PANAMA CITY, Panama – Alvaro Ortiz didn’t lose by a shot Sunday in Panama.

He lost by an inch – twice.

The 21-year-old younger brother of three-time winner Carlos, Ortiz came out on the wrong end of a three-way playoff at Panama Country Club, losing to Chilean champion Toto Gana on the second extra hole.

But had either one of two brutal lip-outs late in his round gone down, he’d be on his way to the Masters.

After mis-clubbing his approach and making bogey at the par-4 14th, Ortiz left his playing partners and walked by himself to the 15th tee as Gana and Joaquin Niemann finished out the hole.

"I was really pissed with myself because I made a mental mistake," he said. "It just really pissed me off that I didn't make a bad swing and I made a bogey.

“Coming to 15, I was not yelling at myself, but I was trying to push myself. I was yelling at myself, like, ‘Come on, let's do it. Let's be positive. We have a drivable par 4. We can do this.’”

After psyching himself up, Ortiz ripped a 3-wood 280 yards onto the green, setting up a putt for eagle from about 25 feet.

“I was so nervous,” he said. “I knew that I needed to make it or at least two-putt. I don't know, I felt weird over the ball, especially on the first putt. I hit it and left it about 3 feet short.”

The 3-footer he had left for birdie would have kept him within one shot of Gana, who on 15 got up and down for birdie from the greenside bunker.

Ortiz looked over his putt, settled in over the ball, and made the stroke he wanted.

“I thought I made it in the center of the hole,” he said. “I really didn't know what happened.”

Here’s what happened: his ball violently horseshoed around the hole and stayed out, leaving him with a three-putt par.

“After hitting a perfect 3-wood right in the middle of the green and three-putting for par, that was the moment I knew it was going to cost me,” Ortiz said after his round, with a runner-up medal around his neck.

To his credit, Ortiz bounced back at 17 with a clutch birdie, moving him one behind Gana when he should have been tied.

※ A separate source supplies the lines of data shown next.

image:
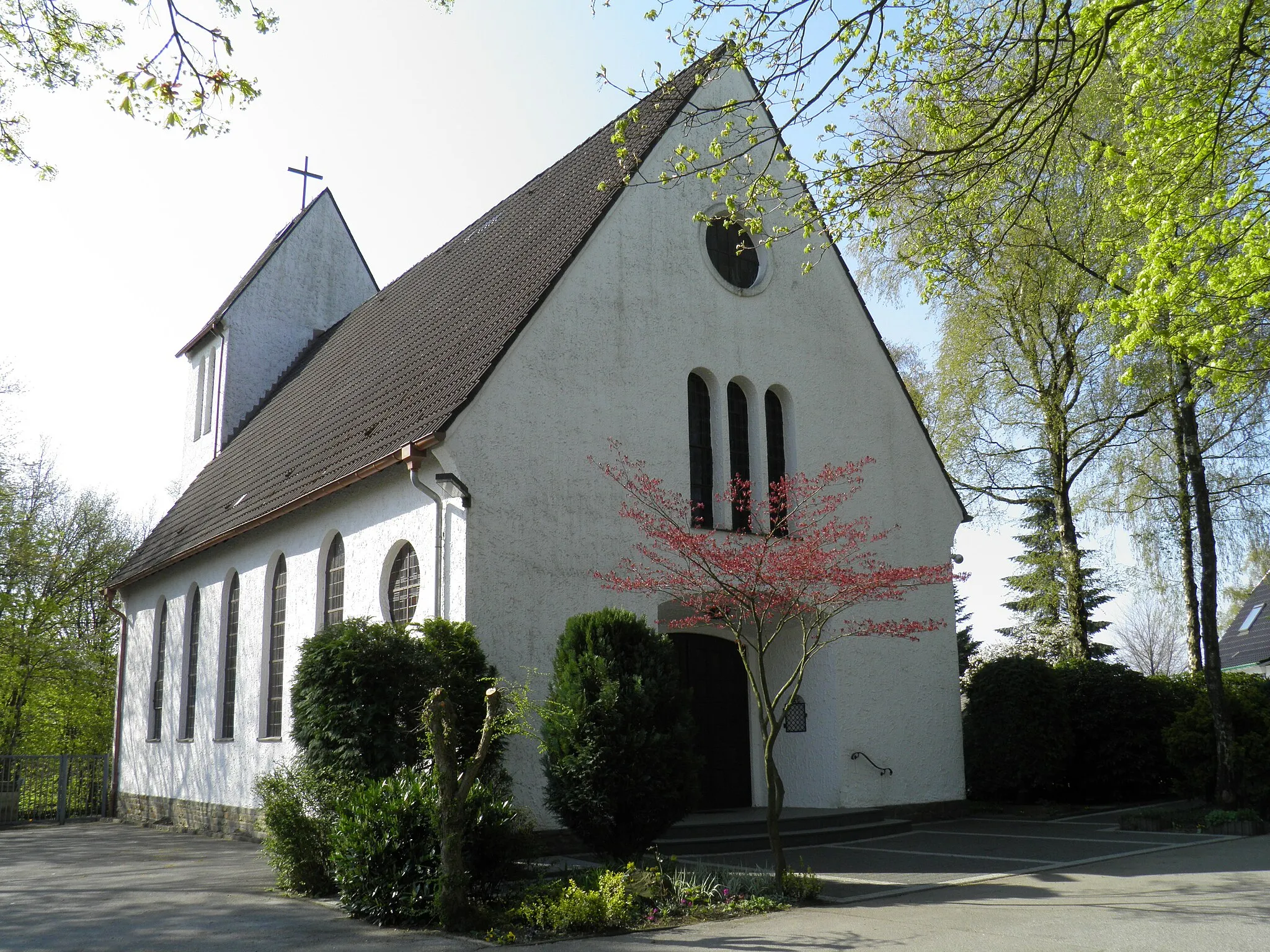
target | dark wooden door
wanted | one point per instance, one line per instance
(721, 708)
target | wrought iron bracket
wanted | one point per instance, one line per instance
(883, 771)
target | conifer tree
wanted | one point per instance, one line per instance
(1046, 627)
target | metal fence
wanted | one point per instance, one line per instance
(55, 787)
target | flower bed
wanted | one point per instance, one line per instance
(595, 902)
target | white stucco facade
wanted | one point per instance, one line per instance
(606, 356)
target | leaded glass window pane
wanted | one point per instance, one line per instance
(334, 609)
(738, 446)
(230, 660)
(187, 726)
(277, 628)
(700, 455)
(156, 689)
(404, 586)
(776, 503)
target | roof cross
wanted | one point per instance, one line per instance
(306, 174)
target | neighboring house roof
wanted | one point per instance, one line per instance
(402, 366)
(265, 259)
(1251, 646)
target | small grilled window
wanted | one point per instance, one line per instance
(796, 721)
(228, 697)
(738, 446)
(334, 606)
(161, 660)
(732, 253)
(277, 631)
(187, 724)
(700, 455)
(1251, 617)
(404, 586)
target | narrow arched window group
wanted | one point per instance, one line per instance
(403, 584)
(739, 457)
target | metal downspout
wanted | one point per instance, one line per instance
(414, 464)
(118, 701)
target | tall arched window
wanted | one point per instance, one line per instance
(187, 721)
(776, 505)
(404, 586)
(277, 630)
(700, 455)
(738, 447)
(161, 659)
(230, 692)
(334, 603)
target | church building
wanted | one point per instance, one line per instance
(422, 450)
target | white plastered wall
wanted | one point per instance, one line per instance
(373, 518)
(607, 356)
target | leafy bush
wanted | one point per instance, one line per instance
(360, 690)
(300, 808)
(356, 699)
(577, 909)
(618, 734)
(386, 852)
(1118, 718)
(1192, 746)
(1018, 736)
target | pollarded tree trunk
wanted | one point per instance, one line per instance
(1207, 588)
(775, 804)
(453, 790)
(1186, 541)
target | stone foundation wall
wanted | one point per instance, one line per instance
(192, 815)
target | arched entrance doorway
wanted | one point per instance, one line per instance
(721, 707)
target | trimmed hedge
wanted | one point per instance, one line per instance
(1016, 731)
(618, 734)
(360, 690)
(1193, 749)
(1100, 733)
(386, 851)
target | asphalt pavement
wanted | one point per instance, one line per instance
(982, 885)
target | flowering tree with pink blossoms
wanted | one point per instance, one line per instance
(788, 578)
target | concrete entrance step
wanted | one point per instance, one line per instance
(744, 831)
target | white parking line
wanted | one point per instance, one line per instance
(957, 856)
(1026, 835)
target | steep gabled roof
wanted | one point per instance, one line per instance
(403, 364)
(1251, 646)
(258, 266)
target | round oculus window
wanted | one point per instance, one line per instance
(732, 253)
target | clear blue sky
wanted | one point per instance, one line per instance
(419, 121)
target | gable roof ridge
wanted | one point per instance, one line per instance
(263, 259)
(404, 362)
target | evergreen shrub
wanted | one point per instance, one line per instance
(1016, 730)
(386, 851)
(618, 734)
(1192, 748)
(300, 808)
(360, 690)
(1118, 718)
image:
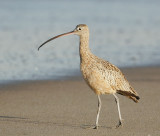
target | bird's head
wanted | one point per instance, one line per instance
(80, 30)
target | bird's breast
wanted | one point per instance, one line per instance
(95, 76)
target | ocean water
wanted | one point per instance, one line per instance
(124, 32)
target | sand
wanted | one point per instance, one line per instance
(68, 107)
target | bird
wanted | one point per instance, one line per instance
(100, 75)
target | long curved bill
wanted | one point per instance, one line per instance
(69, 33)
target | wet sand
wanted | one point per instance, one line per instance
(68, 107)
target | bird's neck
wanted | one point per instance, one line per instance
(84, 48)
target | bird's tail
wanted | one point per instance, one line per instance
(130, 95)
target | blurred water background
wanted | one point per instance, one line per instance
(125, 32)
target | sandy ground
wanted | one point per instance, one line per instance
(57, 108)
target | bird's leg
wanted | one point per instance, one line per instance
(119, 112)
(98, 111)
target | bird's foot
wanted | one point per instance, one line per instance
(95, 127)
(119, 124)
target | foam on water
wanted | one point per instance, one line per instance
(124, 32)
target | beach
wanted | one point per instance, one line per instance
(69, 107)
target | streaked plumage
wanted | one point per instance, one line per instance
(102, 76)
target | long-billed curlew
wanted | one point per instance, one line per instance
(101, 76)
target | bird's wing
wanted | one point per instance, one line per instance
(116, 78)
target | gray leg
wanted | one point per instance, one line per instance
(98, 111)
(119, 112)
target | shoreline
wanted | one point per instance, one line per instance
(68, 107)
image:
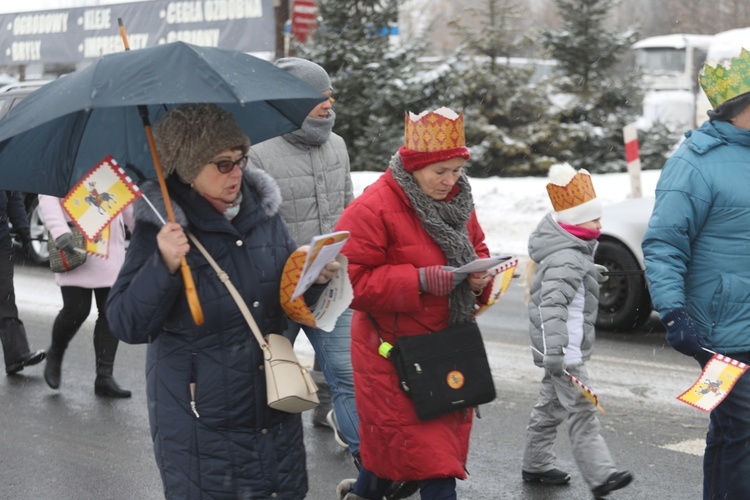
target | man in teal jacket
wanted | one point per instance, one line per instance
(697, 255)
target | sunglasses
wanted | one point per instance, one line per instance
(226, 166)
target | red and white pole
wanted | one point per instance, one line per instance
(633, 158)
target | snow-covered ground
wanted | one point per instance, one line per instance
(508, 210)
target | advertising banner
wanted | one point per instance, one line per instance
(75, 35)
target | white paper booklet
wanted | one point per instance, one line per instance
(323, 249)
(484, 264)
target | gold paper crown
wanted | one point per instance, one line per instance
(722, 83)
(578, 191)
(434, 131)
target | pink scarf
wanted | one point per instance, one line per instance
(581, 232)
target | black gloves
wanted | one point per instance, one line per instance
(65, 242)
(683, 335)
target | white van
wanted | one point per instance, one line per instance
(669, 67)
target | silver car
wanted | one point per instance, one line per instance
(624, 300)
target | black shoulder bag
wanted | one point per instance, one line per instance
(443, 371)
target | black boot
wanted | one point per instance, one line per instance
(107, 386)
(53, 368)
(105, 347)
(63, 331)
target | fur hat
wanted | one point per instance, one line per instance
(432, 137)
(307, 71)
(188, 136)
(572, 195)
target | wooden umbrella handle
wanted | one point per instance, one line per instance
(187, 276)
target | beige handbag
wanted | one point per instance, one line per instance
(289, 385)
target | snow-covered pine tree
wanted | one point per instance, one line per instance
(508, 127)
(597, 101)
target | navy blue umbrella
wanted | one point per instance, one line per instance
(59, 132)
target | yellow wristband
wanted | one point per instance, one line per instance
(385, 349)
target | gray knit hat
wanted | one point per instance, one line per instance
(188, 136)
(307, 71)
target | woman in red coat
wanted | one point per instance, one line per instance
(415, 220)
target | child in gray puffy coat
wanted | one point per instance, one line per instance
(563, 303)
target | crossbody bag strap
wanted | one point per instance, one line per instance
(224, 278)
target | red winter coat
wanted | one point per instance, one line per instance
(387, 247)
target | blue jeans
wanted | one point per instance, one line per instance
(372, 487)
(726, 461)
(333, 353)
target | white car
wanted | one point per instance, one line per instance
(624, 300)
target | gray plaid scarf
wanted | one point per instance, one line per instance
(445, 222)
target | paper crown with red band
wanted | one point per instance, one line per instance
(572, 195)
(432, 137)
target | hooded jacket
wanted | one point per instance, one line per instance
(232, 445)
(386, 248)
(696, 248)
(565, 269)
(315, 181)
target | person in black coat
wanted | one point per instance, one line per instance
(12, 332)
(214, 435)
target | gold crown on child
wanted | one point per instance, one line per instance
(722, 83)
(433, 131)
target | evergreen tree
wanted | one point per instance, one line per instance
(371, 76)
(508, 127)
(597, 102)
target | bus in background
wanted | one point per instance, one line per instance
(669, 66)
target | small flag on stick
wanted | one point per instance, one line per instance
(503, 275)
(586, 391)
(99, 196)
(714, 383)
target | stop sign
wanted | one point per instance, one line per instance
(304, 13)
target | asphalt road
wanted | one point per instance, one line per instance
(71, 445)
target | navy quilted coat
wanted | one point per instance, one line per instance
(233, 446)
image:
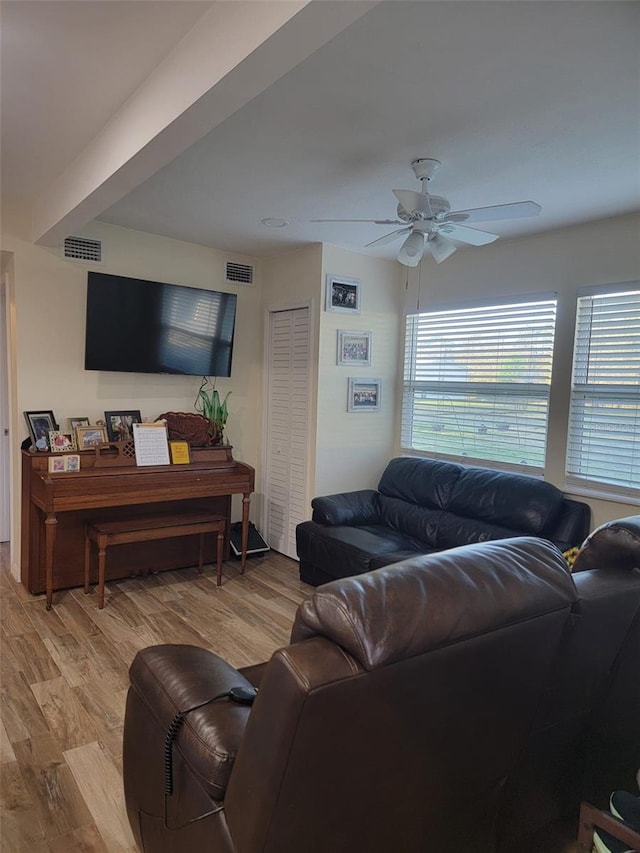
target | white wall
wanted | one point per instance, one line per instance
(49, 297)
(562, 261)
(353, 448)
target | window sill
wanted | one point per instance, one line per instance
(601, 494)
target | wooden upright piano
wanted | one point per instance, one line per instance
(55, 507)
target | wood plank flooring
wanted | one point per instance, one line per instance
(64, 678)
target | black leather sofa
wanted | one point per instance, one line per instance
(426, 505)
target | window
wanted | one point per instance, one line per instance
(476, 383)
(604, 419)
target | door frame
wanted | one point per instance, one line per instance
(269, 310)
(5, 420)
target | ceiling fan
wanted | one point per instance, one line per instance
(429, 222)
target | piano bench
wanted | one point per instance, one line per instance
(145, 529)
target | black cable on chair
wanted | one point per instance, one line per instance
(242, 695)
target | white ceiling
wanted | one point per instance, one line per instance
(519, 100)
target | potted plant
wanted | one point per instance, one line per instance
(210, 405)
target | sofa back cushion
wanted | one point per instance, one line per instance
(513, 500)
(424, 603)
(425, 482)
(517, 503)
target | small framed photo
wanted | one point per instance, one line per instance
(343, 294)
(74, 422)
(365, 395)
(61, 442)
(120, 424)
(88, 437)
(62, 464)
(354, 347)
(40, 425)
(179, 452)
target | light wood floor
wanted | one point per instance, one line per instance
(64, 681)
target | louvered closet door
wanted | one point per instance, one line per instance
(287, 424)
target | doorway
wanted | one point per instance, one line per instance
(4, 415)
(286, 426)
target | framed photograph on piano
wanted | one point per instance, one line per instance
(40, 424)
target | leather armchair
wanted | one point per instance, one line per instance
(396, 720)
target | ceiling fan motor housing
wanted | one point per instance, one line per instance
(438, 207)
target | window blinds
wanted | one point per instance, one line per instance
(604, 420)
(476, 383)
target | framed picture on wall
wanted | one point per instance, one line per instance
(364, 395)
(354, 348)
(343, 294)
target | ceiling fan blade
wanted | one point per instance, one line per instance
(374, 221)
(388, 238)
(517, 210)
(411, 200)
(412, 249)
(441, 248)
(467, 235)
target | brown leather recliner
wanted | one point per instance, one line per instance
(394, 721)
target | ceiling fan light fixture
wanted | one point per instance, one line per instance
(441, 248)
(412, 249)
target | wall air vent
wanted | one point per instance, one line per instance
(82, 249)
(239, 273)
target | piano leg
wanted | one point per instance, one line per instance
(246, 500)
(50, 524)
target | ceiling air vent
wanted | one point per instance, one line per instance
(82, 249)
(240, 273)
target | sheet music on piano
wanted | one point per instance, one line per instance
(151, 443)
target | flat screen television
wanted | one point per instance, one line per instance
(138, 326)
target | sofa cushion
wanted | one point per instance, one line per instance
(453, 530)
(418, 522)
(520, 577)
(521, 503)
(348, 550)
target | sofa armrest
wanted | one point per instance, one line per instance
(614, 544)
(169, 679)
(354, 508)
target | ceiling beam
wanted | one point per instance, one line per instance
(235, 52)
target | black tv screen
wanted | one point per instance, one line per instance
(137, 326)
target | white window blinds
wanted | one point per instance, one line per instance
(476, 383)
(604, 420)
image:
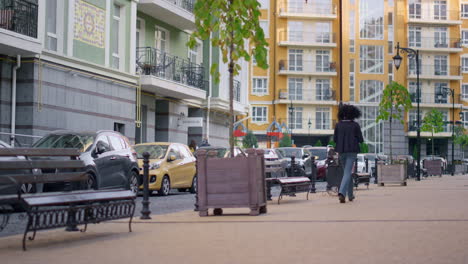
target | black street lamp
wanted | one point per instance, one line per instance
(397, 59)
(452, 93)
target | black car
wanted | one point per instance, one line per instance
(12, 188)
(109, 158)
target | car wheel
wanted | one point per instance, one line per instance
(194, 187)
(91, 183)
(133, 182)
(28, 188)
(165, 187)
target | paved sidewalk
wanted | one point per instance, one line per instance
(425, 222)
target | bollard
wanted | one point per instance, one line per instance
(313, 175)
(375, 175)
(145, 212)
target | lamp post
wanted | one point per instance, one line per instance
(397, 61)
(452, 93)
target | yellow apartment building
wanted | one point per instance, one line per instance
(326, 52)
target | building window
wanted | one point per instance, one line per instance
(295, 59)
(259, 86)
(371, 59)
(322, 90)
(295, 88)
(259, 114)
(322, 118)
(295, 121)
(371, 19)
(464, 34)
(264, 26)
(464, 64)
(116, 37)
(414, 37)
(465, 93)
(51, 24)
(415, 9)
(370, 90)
(464, 11)
(322, 60)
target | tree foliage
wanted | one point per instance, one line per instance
(395, 101)
(250, 140)
(286, 141)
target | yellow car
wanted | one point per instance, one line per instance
(171, 165)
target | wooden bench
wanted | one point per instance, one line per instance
(58, 209)
(290, 186)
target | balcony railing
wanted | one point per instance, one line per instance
(185, 4)
(308, 95)
(308, 37)
(151, 61)
(433, 13)
(436, 70)
(435, 98)
(307, 8)
(237, 91)
(436, 43)
(315, 124)
(307, 66)
(19, 16)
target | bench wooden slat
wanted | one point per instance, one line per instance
(40, 164)
(39, 152)
(43, 178)
(76, 197)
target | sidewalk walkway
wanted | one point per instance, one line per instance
(425, 222)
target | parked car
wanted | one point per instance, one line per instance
(275, 165)
(172, 165)
(12, 188)
(302, 157)
(321, 154)
(109, 158)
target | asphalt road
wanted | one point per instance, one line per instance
(174, 202)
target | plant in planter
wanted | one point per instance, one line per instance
(395, 101)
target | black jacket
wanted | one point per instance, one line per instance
(347, 137)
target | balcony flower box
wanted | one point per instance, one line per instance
(231, 182)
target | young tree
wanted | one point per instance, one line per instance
(433, 122)
(395, 102)
(234, 24)
(250, 140)
(285, 141)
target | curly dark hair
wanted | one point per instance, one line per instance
(348, 112)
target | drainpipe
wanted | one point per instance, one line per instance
(13, 100)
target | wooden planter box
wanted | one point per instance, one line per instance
(231, 182)
(393, 174)
(433, 167)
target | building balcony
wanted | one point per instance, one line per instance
(307, 39)
(317, 126)
(308, 96)
(434, 72)
(440, 100)
(452, 45)
(308, 68)
(309, 10)
(18, 28)
(170, 76)
(178, 13)
(434, 15)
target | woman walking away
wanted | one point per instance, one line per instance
(347, 136)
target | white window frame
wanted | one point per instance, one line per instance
(260, 91)
(260, 119)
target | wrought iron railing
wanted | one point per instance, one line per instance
(151, 61)
(19, 16)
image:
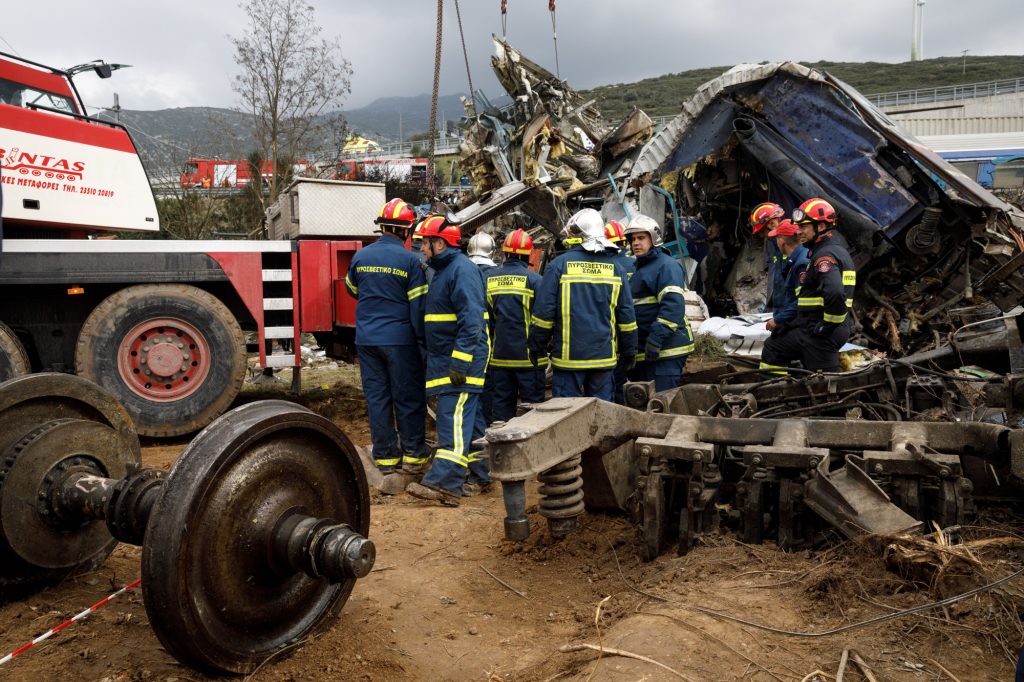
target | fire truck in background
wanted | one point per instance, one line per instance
(220, 173)
(158, 323)
(411, 171)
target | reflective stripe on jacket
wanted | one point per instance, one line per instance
(511, 290)
(585, 305)
(825, 293)
(658, 288)
(387, 281)
(787, 273)
(456, 329)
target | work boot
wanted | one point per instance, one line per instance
(474, 487)
(436, 495)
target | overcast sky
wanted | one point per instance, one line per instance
(182, 56)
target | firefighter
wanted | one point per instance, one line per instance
(389, 284)
(584, 306)
(511, 290)
(824, 298)
(458, 347)
(787, 273)
(764, 218)
(658, 296)
(614, 232)
(480, 251)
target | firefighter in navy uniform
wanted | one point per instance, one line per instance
(458, 347)
(511, 290)
(824, 298)
(614, 231)
(585, 309)
(389, 284)
(658, 297)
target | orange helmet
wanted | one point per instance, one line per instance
(763, 213)
(814, 210)
(396, 213)
(437, 225)
(518, 242)
(614, 231)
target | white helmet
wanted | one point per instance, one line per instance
(481, 244)
(588, 225)
(643, 223)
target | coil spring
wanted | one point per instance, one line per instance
(561, 494)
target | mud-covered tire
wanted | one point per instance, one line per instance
(173, 354)
(13, 358)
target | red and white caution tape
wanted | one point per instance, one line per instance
(64, 625)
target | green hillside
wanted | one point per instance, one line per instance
(665, 94)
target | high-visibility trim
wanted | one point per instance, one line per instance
(773, 369)
(471, 381)
(512, 364)
(672, 289)
(602, 364)
(452, 457)
(543, 324)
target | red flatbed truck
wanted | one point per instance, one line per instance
(158, 323)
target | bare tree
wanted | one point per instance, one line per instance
(292, 82)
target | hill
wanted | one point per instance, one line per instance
(665, 94)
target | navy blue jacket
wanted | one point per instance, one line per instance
(658, 288)
(786, 280)
(511, 289)
(585, 303)
(456, 329)
(388, 282)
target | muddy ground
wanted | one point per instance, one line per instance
(451, 599)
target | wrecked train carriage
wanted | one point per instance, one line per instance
(926, 238)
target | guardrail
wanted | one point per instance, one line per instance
(947, 93)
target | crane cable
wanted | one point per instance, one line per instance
(554, 35)
(431, 177)
(465, 54)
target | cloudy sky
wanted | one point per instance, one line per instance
(182, 56)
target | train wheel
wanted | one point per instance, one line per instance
(173, 354)
(13, 358)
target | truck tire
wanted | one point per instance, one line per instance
(173, 354)
(13, 358)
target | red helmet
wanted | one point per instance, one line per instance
(518, 242)
(614, 231)
(396, 213)
(814, 210)
(437, 225)
(763, 213)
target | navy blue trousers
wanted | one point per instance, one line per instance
(581, 383)
(460, 421)
(509, 386)
(392, 384)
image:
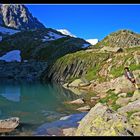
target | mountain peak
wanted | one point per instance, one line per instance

After Gana failed to save par at 18, he, Ortiz and Norman advanced to a playoff and went right back to the 18th tee. Just as he did in regulation, Ortiz was so full of adrenaline that he nearly drove the ball through the fairway and into the water hazard about 350 yards from the tee. He then hit his short wedge to inside 15 feet, setting up a birdie putt for the win.

And just like on 15 an hour earlier, Ortiz said he thought he “had it the whole way. I actually didn’t want to celebrate. I didn’t want to jinx it.”

He wouldn’t have. It wasn’t going in. Ortiz’s ball, moving at what looked like perfect speed, grabbed the lip but once again wouldn’t fall.

“As soon as I hit it, I knew I had hit it on-line,” he said. "I thought it was going to break a little bit left to right. I played it inside the hole, left to right.

“And my caddie told me right before I was about to putt that he thought it was right to left, and I just didn’t see it. And, I mean, he was right.”